Here's a suggestion: why not throw out the caster core classes entirely, replacing them with d20 Modern Advanced Classes?

This'll take some explaining, so bear with me....

It seems to me you're looking to power down the magic in your game. The Acolyte (http://www.systemreferencedocuments.org/modern/smack/acolyte.html) (divine magic) and the Mage (http://www.systemreferencedocuments.org/modern/smack/mage.html) (arcane magic) from d20 Modern work like Prestige Classes from D&D - you have to qualify for them, and can't start out as one. Most importantly for a low-magic game, they each have a top level of spells of 5th. Use the D&D spell lists - modified as you've described - and these classes, less powerful than the D&D casters, but still worthwhile, become the horror-setting magicians you're after, especially if you add the Sanity rules from CoC or UA, and the Spellcraft check to cast that I suggested before. Magic becomes a dangerous and uncertain thing, as likely to mess you up as it is to save your skin.

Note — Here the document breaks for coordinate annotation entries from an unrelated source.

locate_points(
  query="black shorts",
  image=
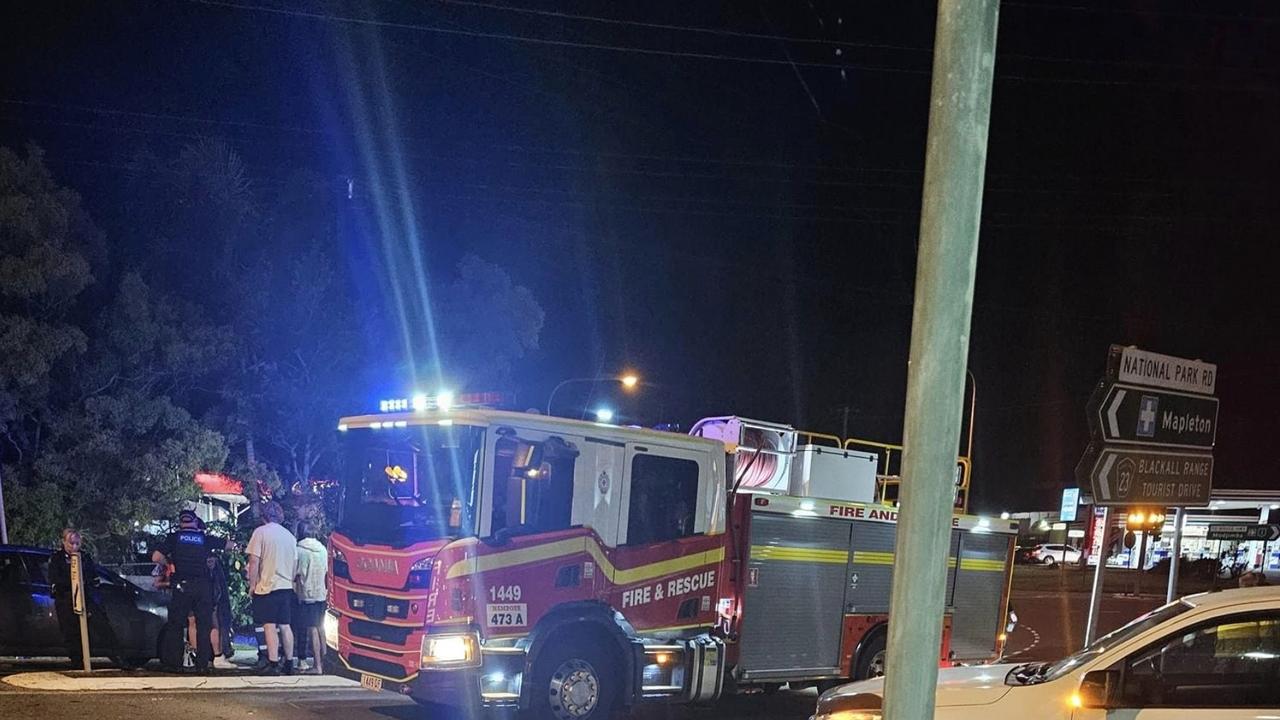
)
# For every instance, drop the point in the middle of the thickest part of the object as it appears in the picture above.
(273, 607)
(309, 615)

Just a suggestion, of course.

2008-12-26, 07:07 PM
I'm not trying to weaken magic on the whole per se. I want it to be very effective when they do decide to use it, even a find the path can be useful in this setting. However, I want that use to be offset by the threat of insanity and horror, making it a hard decision. If magic is too weak in this setting, the players simply won't turn to it, because it won't help and causes insanity. So if they want to toss a fireball, or other such spell, I want it to be at the right ECL for typical D&D. Also, I probably won't be able to do the D20 modern method, as if the players survive the module, I may continue it in the normal greyhawk setting with similarly themed quests.

I'll try out a few control trials of the UA sanity casting variant, but I'm afraid that it may be a bit too high for the CoC sanity tables. Every time you go insane, you gain a permanent sanity loss which dictates your forbidden lore check, and stacks with itself really, really quickly. However, that permanent sanity loss can influence all future sanity checks, which makes the problem degenerate really, really quickly. As such, that spell chart may be a touch too high. It looks good though, if halving it reduces the tension by too much.

Thanks for the compliment to the rules I made. I'll consider doing more specific ones for specific spells and posting them here.